The latest announcements from Ottawa follow plans unveiled on March 20, when the federal government launched a program to work with private enterprise to shift manufacturing capabilities and expand production of medical supplies.

At that time, government said it would be looking to the nation’s innovation superclusters — backed by nearly $1 billion in previously announced commitments — to tap into its network of 1,800 members to come up with ways to address the pandemic.

While the Ontario supercluster is taking the lead on manufacturing, the Vancouver-based Digital Technology Supercluster already has $153 million earmarked from Ottawa to stoke private industry and post-secondary collaborations on digital products that can be commercialized.

“We have been encouraged and mandated by the Government of Canada to explore how we can take a leadership role in addressing the COVID-19 environment,” CEO Sue Paish told Business in Vancouver.

The West Coast supercluster had 30 projects in the works prior to the call from government.

“We were, I will say, ahead of the ask. We were developing a pipeline of potential projects that could address specific issues relevant to COVID,” Paish said.

“These started to come in the day that people started to realize the COVID environment was going to be significant for Canadians.”

Projects range from developing platforms to help deal with mental health issues and rebuild community engagement, to data sharing related to the genes of the virus.

Ottawa is also redirecting its Strategic Innovation Fund to deliver direct support to larger companies and research institutions, while the National Research Council is expediting research and development for small and medium-sized enterprises.

Innovative Solutions Canada is assisting companies commercialize products faster as part of the program.

Meanwhile, Trudeau said March 30 that he’d have more to share on ongoing safety concerns tied to construction of the $12.6 billion Trans Mountain pipeline expansion.

When prompted by reporters March 31, the prime minister said he’s confident all Crown corporations maintain proper safety standards.

Trans Mountain Corp. maintained in a March 30 statement its first priority is the health and safety of its workforce and their families, “while ensuring the uninterrupted safe operation of the Trans Mountain Pipeline and the continued, safe construction of the Trans Mountain Expansion Project.”

Trans Mountain Corp.
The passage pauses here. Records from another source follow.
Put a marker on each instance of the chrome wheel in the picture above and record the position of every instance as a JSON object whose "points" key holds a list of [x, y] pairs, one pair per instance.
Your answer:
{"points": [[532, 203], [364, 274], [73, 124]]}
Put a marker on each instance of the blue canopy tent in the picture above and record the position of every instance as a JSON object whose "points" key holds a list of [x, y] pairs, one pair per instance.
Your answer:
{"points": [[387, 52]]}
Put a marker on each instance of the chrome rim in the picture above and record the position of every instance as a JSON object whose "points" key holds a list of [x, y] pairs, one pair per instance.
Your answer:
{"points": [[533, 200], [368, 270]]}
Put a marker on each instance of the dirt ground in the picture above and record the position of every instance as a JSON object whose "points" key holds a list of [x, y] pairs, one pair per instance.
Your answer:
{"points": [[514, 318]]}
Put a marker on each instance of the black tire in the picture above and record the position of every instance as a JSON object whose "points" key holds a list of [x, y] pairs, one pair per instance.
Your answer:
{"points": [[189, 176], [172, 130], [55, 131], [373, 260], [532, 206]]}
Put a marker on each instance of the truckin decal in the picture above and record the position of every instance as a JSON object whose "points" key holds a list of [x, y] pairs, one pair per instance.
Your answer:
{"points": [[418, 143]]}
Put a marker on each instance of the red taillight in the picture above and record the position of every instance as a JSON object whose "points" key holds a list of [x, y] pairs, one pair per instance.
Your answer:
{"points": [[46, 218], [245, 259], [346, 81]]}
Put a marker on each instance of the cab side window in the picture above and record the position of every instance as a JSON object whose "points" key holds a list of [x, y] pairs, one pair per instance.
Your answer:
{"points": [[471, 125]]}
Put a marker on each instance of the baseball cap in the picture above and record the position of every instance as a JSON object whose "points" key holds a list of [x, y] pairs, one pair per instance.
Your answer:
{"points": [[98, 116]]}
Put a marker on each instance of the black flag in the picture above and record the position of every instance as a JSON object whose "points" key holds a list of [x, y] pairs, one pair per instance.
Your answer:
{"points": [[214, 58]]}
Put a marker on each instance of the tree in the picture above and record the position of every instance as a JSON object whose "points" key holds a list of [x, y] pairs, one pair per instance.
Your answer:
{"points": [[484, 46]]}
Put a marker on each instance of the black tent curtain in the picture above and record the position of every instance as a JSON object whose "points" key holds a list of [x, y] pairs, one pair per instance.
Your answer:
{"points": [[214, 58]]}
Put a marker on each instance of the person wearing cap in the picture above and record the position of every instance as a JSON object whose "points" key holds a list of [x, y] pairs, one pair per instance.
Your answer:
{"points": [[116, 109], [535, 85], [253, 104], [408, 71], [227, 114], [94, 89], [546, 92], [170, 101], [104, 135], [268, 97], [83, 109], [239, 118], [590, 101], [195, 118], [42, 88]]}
CEO Ian Anderson said the company is “continuously assessing” the unprecedented situation brought on by the pandemic.

“We are well underway with project construction in several areas of B.C. and Alberta and we plan to continue construction as long as we can do so in a way that protects all of our people and the broader community,” he said in a statement.

“We are confident we have executed all the requirements of health authorities and governments and we are continuing to build on those safety measures at all our work and operations sites.”

The company said it’s staggering shifts to minimize the number workers on any given worksite, staggering lunch and coffee breaks to minimize the size of gatherings, boosting the availability of sanitation supplies on worksites and reducing the number of people travelling together in vehicles.

Anderson added if there is an escalation in guidance from health officials or if the company no longer believes it can provide a safe work place, Trans Mountain would initiate stand-down procedures.

The company is also monitoring potential interruptions to its supply chain amid the pandemic.